Priya, a successful doctor with a loving husband and a seemingly perfect life, found herself in an affair with an arborist she met after a storm. The relationship was not about escaping a bad marriage, but about escaping the "good girl" persona she had inhabited her whole life. The affair was a transgression, a rebellion that allowed her to reconnect with a lost, adventurous part of herself. Perel argues that for people like Priya, the affair is an "antidote to deadness." It’s a quest for novelty, freedom, and a sense of aliveness that has been muted by the responsibilities and routines of domestic life. The intoxicating "other" they discover in the affair is not a new lover, but a new self.
The Third Corner: The Lover's Perspective
Key Insight 4
Narrator: In the drama of infidelity, the lover—the "other woman" or "other man"—is typically vilified or ignored. Perel gives this third corner of the triangle a voice, exploring their motivations, sacrifices, and unique form of pain. She challenges the stereotype of the homewrecker, revealing the complex emotional lives of those who love someone who is not theirs to claim.
The story of Vera and Ivan is a poignant example. They carried on a secret love affair for thirty years. Ivan was a powerful, married man who could not leave his wife, and Vera built a parallel life with him, a life lived in the shadows. Her daughter, Beth, grew up as the sole confidante to this secret world. When Vera died, Ivan was left to grieve alone, unable to publicly mourn the love of his life. Beth attended his memorial service years later, an invisible witness to a family that never knew she or her mother existed. Perel uses this story to highlight the "disenfranchised grief" of the lover, whose relationship lacks legitimacy and whose pain is rarely acknowledged.
After the Storm: From Vengeance to a New Vision
Key Insight 5
Narrator: When an affair is discovered, couples face a critical choice. Perel identifies three primary paths for those who stay together.
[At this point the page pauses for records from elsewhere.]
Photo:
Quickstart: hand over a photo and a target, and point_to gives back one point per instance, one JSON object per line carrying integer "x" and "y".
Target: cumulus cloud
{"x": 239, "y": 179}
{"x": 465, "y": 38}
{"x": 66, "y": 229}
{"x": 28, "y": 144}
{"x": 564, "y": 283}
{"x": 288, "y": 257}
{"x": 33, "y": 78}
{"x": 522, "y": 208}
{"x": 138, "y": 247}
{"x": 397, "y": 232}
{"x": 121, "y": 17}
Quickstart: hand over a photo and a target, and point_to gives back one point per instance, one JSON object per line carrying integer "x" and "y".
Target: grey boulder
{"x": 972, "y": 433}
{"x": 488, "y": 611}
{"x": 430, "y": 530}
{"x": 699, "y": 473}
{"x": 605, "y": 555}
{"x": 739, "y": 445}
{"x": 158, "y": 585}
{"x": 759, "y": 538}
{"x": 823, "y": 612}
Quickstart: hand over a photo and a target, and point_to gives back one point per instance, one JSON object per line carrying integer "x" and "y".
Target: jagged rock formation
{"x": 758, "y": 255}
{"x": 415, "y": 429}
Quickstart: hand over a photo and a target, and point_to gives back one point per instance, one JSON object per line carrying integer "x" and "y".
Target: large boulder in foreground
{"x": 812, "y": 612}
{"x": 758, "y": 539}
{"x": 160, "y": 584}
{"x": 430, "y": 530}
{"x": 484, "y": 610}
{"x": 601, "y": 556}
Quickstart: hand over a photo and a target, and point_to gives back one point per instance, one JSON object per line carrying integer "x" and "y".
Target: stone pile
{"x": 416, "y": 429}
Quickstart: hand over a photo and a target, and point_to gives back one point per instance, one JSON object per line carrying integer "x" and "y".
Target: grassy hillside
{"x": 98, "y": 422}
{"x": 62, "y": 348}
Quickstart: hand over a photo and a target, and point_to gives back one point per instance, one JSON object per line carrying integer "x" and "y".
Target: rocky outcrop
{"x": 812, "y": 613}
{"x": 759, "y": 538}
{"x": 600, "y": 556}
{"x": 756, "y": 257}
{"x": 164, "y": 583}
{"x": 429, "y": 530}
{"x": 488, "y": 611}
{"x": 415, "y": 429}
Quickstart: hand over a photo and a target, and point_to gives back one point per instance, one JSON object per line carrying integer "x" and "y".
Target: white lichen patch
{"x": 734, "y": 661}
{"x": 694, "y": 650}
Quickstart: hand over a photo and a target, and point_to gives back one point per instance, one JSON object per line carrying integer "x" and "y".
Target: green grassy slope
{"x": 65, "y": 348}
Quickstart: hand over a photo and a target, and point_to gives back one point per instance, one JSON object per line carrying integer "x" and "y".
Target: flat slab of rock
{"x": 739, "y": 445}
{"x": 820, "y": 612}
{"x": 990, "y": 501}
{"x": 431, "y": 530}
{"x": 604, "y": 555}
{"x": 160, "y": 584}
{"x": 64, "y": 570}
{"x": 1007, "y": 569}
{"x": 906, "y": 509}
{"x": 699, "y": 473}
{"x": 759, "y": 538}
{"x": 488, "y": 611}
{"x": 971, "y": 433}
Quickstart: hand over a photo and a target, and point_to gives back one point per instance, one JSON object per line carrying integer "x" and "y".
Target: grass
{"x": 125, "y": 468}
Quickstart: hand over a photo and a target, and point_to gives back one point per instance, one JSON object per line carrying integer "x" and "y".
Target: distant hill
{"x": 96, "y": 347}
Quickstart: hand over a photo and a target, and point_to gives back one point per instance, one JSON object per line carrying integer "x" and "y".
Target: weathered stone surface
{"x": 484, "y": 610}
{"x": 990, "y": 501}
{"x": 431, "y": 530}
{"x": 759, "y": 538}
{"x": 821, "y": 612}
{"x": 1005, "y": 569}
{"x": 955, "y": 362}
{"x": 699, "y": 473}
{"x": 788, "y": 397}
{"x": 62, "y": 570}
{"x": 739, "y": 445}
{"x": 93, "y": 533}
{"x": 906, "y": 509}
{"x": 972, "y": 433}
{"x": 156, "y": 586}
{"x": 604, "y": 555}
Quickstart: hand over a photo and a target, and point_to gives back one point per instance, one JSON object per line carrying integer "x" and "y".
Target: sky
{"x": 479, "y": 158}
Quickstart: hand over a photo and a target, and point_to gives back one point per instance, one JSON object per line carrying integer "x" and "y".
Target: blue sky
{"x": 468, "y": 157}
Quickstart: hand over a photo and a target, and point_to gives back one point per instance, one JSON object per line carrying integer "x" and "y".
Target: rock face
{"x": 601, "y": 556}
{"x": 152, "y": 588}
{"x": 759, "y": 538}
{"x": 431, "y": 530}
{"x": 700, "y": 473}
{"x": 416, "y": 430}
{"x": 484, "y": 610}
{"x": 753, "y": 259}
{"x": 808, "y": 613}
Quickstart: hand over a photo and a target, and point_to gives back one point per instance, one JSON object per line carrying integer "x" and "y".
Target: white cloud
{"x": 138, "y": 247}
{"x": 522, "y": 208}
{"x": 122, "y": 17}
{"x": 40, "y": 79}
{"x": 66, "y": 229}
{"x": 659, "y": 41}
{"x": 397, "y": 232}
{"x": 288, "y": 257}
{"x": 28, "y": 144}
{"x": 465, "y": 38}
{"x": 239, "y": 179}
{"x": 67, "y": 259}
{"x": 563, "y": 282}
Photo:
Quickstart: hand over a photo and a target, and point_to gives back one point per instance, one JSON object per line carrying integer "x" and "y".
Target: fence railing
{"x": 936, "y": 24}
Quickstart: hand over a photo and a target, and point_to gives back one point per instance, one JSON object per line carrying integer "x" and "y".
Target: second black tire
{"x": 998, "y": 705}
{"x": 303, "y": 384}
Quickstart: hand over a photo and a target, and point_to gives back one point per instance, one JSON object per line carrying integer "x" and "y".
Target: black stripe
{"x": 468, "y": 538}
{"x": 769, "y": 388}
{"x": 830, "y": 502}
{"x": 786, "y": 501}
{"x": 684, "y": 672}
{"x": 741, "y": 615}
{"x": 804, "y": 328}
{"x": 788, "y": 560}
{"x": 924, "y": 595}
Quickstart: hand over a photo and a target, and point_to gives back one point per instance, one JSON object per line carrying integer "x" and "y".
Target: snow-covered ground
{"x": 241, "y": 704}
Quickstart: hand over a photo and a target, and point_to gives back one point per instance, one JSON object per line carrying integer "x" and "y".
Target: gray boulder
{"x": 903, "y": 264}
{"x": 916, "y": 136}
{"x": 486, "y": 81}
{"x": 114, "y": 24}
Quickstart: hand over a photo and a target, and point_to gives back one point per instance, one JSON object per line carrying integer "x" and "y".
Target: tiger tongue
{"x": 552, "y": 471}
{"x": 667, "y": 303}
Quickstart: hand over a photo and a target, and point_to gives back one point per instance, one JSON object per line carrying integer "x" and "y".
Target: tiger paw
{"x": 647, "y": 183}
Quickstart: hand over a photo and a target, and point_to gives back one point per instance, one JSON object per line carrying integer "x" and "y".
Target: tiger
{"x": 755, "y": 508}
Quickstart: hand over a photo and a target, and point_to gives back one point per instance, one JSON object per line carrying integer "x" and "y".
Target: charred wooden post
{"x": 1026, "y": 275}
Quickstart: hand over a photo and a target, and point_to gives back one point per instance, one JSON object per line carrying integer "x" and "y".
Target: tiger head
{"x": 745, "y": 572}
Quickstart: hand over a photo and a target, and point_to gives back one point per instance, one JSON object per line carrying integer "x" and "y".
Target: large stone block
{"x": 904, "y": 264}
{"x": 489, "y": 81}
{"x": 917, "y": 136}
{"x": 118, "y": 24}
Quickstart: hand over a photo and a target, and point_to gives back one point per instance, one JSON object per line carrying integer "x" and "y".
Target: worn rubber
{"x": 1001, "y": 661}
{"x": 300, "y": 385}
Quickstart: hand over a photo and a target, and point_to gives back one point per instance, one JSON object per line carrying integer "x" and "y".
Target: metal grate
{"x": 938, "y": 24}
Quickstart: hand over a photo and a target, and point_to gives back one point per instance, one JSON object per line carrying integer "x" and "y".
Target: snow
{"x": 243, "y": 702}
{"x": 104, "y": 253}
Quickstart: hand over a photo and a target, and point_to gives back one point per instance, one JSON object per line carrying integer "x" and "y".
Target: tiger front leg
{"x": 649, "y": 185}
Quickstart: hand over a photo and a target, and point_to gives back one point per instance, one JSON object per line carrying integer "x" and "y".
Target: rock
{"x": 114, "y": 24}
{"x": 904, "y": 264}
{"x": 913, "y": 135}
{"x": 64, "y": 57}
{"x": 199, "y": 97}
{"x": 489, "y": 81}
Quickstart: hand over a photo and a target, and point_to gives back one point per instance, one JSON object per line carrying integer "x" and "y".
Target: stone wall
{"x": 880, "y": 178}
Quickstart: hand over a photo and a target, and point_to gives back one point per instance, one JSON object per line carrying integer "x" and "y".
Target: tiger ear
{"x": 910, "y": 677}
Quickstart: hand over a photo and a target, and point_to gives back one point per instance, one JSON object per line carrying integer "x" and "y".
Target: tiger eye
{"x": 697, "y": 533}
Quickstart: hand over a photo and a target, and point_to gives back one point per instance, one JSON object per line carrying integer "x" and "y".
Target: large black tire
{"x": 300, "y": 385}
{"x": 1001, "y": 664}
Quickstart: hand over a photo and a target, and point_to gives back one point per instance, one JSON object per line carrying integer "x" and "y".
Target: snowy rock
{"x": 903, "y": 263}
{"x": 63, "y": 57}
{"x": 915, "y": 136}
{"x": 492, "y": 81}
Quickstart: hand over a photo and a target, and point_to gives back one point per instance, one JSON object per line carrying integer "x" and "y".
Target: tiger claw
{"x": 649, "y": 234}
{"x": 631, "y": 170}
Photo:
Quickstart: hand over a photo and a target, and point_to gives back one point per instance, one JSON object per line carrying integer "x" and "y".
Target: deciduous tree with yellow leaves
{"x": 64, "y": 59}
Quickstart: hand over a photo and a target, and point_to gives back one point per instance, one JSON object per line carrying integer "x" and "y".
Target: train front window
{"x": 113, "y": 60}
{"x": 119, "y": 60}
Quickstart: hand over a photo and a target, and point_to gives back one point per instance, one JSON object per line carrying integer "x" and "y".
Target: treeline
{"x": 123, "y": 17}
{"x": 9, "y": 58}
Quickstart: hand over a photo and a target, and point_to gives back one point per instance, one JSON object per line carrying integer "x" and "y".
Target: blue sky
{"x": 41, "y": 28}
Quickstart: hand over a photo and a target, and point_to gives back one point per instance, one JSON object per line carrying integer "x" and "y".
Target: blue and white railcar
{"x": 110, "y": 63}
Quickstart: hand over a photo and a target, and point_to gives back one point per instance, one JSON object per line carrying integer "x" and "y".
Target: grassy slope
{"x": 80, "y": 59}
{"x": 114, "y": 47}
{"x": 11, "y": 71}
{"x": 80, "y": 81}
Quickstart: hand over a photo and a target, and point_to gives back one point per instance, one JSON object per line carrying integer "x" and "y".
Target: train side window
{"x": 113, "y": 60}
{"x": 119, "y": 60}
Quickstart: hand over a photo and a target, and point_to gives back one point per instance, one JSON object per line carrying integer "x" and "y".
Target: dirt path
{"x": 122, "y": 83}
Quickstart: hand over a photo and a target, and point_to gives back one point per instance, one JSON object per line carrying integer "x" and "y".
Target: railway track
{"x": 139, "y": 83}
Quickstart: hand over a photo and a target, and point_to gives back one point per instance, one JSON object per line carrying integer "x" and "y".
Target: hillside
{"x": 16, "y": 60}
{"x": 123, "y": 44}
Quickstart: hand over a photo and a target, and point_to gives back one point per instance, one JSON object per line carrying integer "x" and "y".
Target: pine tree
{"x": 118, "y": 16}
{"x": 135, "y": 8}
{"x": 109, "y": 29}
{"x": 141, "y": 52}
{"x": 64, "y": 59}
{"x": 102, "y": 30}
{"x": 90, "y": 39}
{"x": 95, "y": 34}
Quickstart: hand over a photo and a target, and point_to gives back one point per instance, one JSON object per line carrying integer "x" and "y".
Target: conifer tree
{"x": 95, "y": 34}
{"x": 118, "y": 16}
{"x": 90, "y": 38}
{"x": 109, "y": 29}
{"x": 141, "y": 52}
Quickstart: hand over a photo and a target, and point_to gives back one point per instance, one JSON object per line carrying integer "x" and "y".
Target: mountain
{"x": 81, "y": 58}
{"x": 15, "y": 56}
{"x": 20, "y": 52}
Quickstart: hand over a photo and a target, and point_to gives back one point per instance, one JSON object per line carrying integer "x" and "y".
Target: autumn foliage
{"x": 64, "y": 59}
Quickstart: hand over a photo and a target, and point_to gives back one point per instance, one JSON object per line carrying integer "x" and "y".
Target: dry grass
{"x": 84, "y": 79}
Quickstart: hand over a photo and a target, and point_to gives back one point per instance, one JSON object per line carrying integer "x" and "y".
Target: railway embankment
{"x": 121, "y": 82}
Some become "sufferers," trapped in a cycle of blame and punishment where the affair becomes the defining feature of their relationship. Others become "builders," who manage to move past the crisis and restore the status quo, but without significant growth.
The third path is that of the "explorers." These couples use the affair as a catalyst for radical honesty and transformation. They create what Perel calls a "second marriage" with the same person. This is exemplified by Madison and Dennis. After Dennis's affair, they engaged in a period of intense, painful, and brutally honest conversation. They didn't just forgive; they integrated the affair into their story, acknowledging the desires and failings that led to it. Their new relationship was richer and more interesting, built not on the illusion of certainty, but on what Perel, quoting Rachel Botsman, calls a "confident relationship with the unknown." They learned that trust is not the absence of risk, but the courage to navigate it together.
Conclusion
Narrator: The single most important takeaway from The State of Affairs is that infidelity is rarely a simple story of good versus evil. It is a deeply human drama that reveals our most complex and contradictory desires: our longing for security and our thirst for adventure, our need for connection and our quest for autonomy. An affair, while capable of causing immense destruction, is ultimately a window into what is missing, not just in our relationships, but in ourselves.
Esther Perel leaves us with a profound challenge: instead of asking "how could you do this to me?", perhaps the more generative question is "what did this affair mean to you?" By daring to explore the meanings and motives behind betrayal, we may not only find a path to healing, but also discover a more honest and vital way to love.